Farousch das wilde Vieh, der ungerathne Range
Macht Herren Hasenherz gewaltig Angst und bange,
Er ziehet mirderfüllt, er spricht vom Hieb und Stoß
Und gehet voller Wuth auf seinen Gegner loß.
Der Gegner aber hat ein weibliches Gemüthe,
Er suchet in der Fucht so Sicherheit als Friede,
Entgeht des Feindes Grimm, und lauffet recht geschwind
Zu zeigen daß er sey ein feiges musenkind.
Auch dieses kann den Ruhm an einer muse kränken,
Und eine Gegenwehr wird man dem nicht verdenken
Der angegriffen wird. Ein rechter Musensohn,
Der keine Händel sucht, vermeidet auch den Hohn
Der Zagheit und der Furcht, beschüzet Leib und Leben,
Der aber welcher sich der Furchtsamkeit ergeben,
Wird aller Leute Spott, so daß fast insgemein
Ein jeder feiger Narr an ihm will Ritter seyn.
Zeigt sich die Tapferkeit durch abgedrungne Proben,
So wird auch selbst der Feind noch seinen Gegner loben.
Die Tapferkeit ist ja wie aller Welt bekannt
Mit denen Tugenden gewißlich nah verwannt.
Was baut des Menschen Glück? will man es recht erwägen
So ist es warlich nur die Feder, und der Degen.
Ein kluger Musensohn der beedes recht gebraucht
Wird so ein nuzbar Glied das fast zu allen taugt.
Er schüzt das Vatterland mit Worten und mit Thaten,
Und weiß im Kabinet so wie im Feld zu rathen.
Was stüzte biß anher so manches Vaterland?
Die Weißheit in dem Kopf, der Degen in der Hand.
Wann aber Unvernunft die Klinge wüthend wezet
Und um ein kahles Wort, den Stahl mit Blute nezet,
Da findt die Tapferkeit gewißlich keine Statt
Dieweil die Torheit nur den Muth gebohren hat.
Der ächten Tapferkeit untadelhaftes Wesen
Läst keine wilde Art an ihrer Stirne lesen.
Ein Helde von Gemüth, ein Helde von Geblüt,
Versucht bey seinem Feind zu allererst die Güt,
Erhält dann diese nichts, so wird er notgedrungen
Zur Deckung seines Leibs zur Gegenwehr gewzungen.
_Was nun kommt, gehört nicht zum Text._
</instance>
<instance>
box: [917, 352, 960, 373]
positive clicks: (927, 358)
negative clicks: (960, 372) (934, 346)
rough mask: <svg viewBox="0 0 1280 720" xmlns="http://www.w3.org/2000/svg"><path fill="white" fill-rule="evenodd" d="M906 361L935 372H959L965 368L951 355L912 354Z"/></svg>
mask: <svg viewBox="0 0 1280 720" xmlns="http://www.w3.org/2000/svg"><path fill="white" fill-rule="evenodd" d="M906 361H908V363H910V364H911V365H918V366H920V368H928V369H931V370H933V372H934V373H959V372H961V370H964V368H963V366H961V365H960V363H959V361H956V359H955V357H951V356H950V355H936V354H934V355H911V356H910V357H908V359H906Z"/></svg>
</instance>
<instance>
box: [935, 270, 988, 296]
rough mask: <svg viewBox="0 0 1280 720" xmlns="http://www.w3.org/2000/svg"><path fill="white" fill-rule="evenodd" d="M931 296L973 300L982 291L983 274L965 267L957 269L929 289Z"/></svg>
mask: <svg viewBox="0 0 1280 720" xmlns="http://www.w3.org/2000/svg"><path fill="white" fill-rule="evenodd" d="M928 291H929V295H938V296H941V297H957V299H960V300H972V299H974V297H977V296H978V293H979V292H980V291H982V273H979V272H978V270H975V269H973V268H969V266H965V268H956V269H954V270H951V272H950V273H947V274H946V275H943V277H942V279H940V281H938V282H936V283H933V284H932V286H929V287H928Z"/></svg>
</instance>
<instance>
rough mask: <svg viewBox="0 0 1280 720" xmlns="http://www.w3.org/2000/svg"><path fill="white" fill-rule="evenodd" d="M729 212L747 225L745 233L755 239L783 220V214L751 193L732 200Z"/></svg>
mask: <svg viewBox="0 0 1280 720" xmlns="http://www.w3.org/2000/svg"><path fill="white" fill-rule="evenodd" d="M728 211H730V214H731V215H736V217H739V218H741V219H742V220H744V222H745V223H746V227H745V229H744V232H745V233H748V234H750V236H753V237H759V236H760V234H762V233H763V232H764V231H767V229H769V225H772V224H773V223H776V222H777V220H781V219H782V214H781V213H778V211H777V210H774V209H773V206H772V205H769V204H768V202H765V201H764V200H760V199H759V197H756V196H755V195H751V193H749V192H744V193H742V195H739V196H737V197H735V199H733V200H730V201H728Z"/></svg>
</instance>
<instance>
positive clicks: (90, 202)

Indem er so verfährt, folgt er der Klugkeit nach,
So gar der Himmel selbst schüzt die gerechte Sach,
Und läst den Gegner leicht zu seinem Selbstverderben
In lauter Rach und Grimm, Gift, Gall, und Boßheit sterben.
Wer eine Degenspiz mit Ehren führen will
Der halte im Gebrauch vernünftig Maß und Ziel.
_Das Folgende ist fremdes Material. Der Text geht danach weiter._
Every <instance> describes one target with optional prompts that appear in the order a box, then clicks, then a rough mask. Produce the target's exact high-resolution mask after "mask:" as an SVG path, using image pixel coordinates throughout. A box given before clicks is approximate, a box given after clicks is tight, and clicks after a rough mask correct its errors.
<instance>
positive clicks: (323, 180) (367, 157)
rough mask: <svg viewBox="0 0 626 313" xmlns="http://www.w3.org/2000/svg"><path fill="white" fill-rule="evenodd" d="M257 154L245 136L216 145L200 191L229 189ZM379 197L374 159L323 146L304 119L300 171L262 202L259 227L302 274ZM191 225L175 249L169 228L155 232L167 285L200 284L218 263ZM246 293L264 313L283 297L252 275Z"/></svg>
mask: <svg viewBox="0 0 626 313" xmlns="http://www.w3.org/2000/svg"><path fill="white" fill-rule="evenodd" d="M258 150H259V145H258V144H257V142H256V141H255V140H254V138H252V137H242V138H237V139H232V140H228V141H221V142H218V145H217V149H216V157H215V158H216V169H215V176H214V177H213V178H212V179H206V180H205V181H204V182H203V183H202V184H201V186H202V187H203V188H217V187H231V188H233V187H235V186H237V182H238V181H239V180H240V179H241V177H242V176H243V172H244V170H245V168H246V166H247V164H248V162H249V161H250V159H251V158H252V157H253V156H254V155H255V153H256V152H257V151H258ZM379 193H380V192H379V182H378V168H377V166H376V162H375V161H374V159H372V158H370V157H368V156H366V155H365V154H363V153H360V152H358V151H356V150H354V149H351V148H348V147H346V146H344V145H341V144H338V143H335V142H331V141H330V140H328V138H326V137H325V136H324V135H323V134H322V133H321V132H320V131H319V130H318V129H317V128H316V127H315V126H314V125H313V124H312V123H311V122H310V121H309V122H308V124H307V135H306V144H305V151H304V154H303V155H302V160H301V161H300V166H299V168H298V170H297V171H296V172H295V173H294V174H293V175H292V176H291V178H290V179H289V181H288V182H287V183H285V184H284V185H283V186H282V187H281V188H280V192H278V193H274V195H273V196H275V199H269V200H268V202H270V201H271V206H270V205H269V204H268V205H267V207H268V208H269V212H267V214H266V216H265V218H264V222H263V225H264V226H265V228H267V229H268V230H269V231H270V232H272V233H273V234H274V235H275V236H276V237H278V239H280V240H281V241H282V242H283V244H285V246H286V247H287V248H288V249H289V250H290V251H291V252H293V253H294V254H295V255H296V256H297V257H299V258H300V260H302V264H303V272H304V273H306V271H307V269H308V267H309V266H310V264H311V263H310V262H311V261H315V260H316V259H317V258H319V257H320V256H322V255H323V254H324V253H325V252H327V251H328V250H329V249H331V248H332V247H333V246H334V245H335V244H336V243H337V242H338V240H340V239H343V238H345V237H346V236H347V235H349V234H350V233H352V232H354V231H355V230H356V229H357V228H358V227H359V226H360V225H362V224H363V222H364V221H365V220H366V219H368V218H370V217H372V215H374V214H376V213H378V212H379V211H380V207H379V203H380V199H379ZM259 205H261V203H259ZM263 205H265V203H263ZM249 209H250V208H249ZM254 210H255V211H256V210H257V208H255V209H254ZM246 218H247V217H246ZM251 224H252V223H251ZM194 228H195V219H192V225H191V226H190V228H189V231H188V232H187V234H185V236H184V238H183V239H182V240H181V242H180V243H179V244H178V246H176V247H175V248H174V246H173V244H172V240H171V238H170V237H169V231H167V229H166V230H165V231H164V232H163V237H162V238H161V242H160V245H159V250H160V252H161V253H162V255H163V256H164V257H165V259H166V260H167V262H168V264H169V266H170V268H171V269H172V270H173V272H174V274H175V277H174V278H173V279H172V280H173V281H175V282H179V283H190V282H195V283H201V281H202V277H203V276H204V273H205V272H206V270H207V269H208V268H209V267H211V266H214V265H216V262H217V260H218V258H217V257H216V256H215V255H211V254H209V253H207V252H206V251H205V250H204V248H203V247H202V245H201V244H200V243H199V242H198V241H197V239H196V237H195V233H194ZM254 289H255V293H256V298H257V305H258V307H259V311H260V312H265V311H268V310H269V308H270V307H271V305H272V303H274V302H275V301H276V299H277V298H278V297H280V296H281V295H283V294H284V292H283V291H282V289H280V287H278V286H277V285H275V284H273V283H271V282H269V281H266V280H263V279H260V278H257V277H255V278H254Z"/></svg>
Der Wilde, Fluch- und Raufende.
[Kapitel] XIV.

Warum den Thee so spät? dich soll Bliz, Bley, und Eisen
So als wie meine Hand anjezt zu Boden schmeisen;
Ich schlage ich krumm und lahm, grün, blau und krüppelwund
Du Schaum der Scheußlichkeit, und dummer Aufwarthund.
So ruft der wilde Mensch, und schmeist der armen Käthe
In lauter Wuth und grimm beynah das Rückgeräde
Im vollen Zorn entzwey, und niemand traut sich nicht
Der mit dem Ungethüm von Frieden machen spricht,
Dann würde man sich diß bey ihme unterstehen,
So würde es gewiß gar an ein Rauffen gehen;
Er stünde in der That geschwinder als ein Bliz
Zum Rauffen schon bereit mit blanker Degenspiz.
O wilder Poltergeist! O Muster roher Sinnen!
Was lässet sich durch Gifft, Zorn, Wuth und Gram gewinnen?
Befördert man die Ehr dann nur durch Hieb und Stoß?
O nein! man giebet nur dadurch die Schwäche bloß
So unser Herz beherrscht, und unsre Brust bestricket
Daß man den besten Freund oft zu der Hölle schicket
Der nur nur ein einzig Wort aus unverdachten Muth
Zuweil entwischen läst: dann heist es alsbald Blut,
Blut fordert dieser Schimpf, und um die Schmach zu rächen
So muß ich dir den Hals, wo nicht, du mir zerbrechen.
Wer billigt dieses wohl? Wer siehet nicht hierbes
Daß dieses dummer Ruhm, und falsche Ehrfurchr sey?
Ein kluger Musensohn flieht Hader, Zwietracht, Streiten,
Ist jedem Menschen hold, und wünschet sich mit Freuden
Viellieber lauter Freund, als eines Feindes Grimm,
Wann dieser wüthend brüllt, kann der mit sanfter Stimm,
Mit Nachsicht, und Gedult, mehr als mit Grimm erzwingen,
Wann jener will für Wuth für Zorn und Grimm zerspringen,
Sieht dieser lächlend nur des Nächsten Schwachheit an,
Und wundert wie die Wuth doch den verstellen kan
Der einem Menschen gleicht, und wann die Menschheit fliehet
Noch wilder als ein Löw und als ein Tiger siehet.
O Tapfferkeit voll Schmach! O Ehre voller Schand!
Wann ein verfluchter Stahl, die racherfüllte Hand,
Durch den gelungnen Stoß die Seeligkeit verspielet,
Den angebrachten Stich, des Thäters Seele fiehlet,
Und die Gewissensangst als wie diß Feuer brennt
In welches mancher schon aus Tapferkeit getrennt.
O Pfuy der Tapferkeit! weg mit den Heldenthaten!
Ein solcher Renomist, ist nur ein Höllenbraten.
Komm edle Sanftmuth komm, dann wer sich dir ergiebt
Der bleibt bey Gott und Mensch, bey aller Welt beliebt."